Le salarié se croit dans son droit du fait de la présence d'une clause précisant le lieu de travail et refuse de se rendre sur le nouveau site. Il assigne son employeur en justice et perd son procès simplement parce qu'il manque, dans la clause manuscrite, le terme "exclusivement".

L'exclusivité ne doit-elle pas simplement ressortir de la clarté et la précision de la clause ?

Aucune obligation d'insérer le qualificatif exclusivement ne résulte en effet de l'attendu de principe rappelé dans la décision commentée.
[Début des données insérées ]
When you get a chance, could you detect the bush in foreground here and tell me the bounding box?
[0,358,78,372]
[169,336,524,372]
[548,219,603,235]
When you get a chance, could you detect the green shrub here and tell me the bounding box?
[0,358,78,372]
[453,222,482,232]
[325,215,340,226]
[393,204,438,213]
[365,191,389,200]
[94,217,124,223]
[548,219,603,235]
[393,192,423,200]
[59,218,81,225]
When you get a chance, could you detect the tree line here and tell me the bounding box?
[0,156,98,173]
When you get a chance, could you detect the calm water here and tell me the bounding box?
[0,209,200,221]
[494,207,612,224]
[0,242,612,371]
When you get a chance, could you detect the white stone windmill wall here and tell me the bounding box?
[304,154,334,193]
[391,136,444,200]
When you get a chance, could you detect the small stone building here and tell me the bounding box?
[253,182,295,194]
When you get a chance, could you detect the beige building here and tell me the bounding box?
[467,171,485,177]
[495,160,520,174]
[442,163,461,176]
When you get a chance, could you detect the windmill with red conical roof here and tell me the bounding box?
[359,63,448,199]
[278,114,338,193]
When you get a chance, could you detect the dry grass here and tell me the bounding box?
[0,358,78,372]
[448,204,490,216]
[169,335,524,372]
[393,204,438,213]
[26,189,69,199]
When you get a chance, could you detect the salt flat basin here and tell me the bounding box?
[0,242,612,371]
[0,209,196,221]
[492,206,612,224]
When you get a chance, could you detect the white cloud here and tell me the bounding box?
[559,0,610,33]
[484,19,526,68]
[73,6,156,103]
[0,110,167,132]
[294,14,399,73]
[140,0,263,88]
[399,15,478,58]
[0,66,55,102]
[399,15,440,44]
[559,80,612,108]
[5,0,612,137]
Comme l'affirme la Haute juridiction : "la mention du lieu de travail dans le contrat de travail a valeur d'information à moins qu'il ne soit stipulé par une clause claire et précise que le salarié exécutera son travail exclusivement dans ce lieu". C'est donc bien le contenu de la clause qui devrait permettre de déterminer l'intention des parties, indépendamment de toute référence expresse à la notion d'exclusivité.

  • Une solution peu respectueuse de la lettre du principe dégagé

Si l'on suit la lettre de l'attendu de principe, on s'aperçoit, en effet, que ce qu'exigent les juges c'est simplement l'existence d'une clause claire et précise stipulant que le salarié exécutera son contrat de travail exclusivement dans un lieu déterminé.

Si la présence de clauses standard dactylographiées ne permet pas de reconnaître au lieu de travail auquel elles font référence un caractère exclusif, tel n'est pas le cas d'une clause manuscrite. Le fait qu'une clause manuscrite ait été ajoutée devrait, à notre sens, permettre, notamment lorsqu'elles viennent limiter l'exécution du contrat à un secteur particulier d'une ville, de reconnaître l'exclusivité de ce secteur... Qu'attend-t-on en effet de cette mention claire et précise ? Qu'elle montre la volonté des parties de faire du secteur auquel elles se réfèrent le lieu d'exécution du contrat de travail à l'exclusion de tout autre.

La mention manuscrite insérée dans le contrat de travail dans l'espèce commentée était, à notre sens, suffisante. Elle était claire puisque le contrat devait s'exécuter dans le lieu qu'il mentionnait. Cette clause était, en outre, précise puisqu'elle ne se limitait pas à mentionner Lyon et sa banlieue mais réduisait expressément le secteur à la portion limitrophe à Courly.

La solution retenue dans l'arrêt commentée, est ici d'autant plus contestable que si le contrat n'avait contenu aucune référence au lieu de travail, la jurisprudence sur le secteur géographique se serait alors appliquée et il est possible que, considérant le changement de secteur géographique, les juges auraient fait de la modification du siège de l'entreprise une modification du contrat de travail... Difficile donc d'adhérer à la solution rendue dans l'espèce commentée.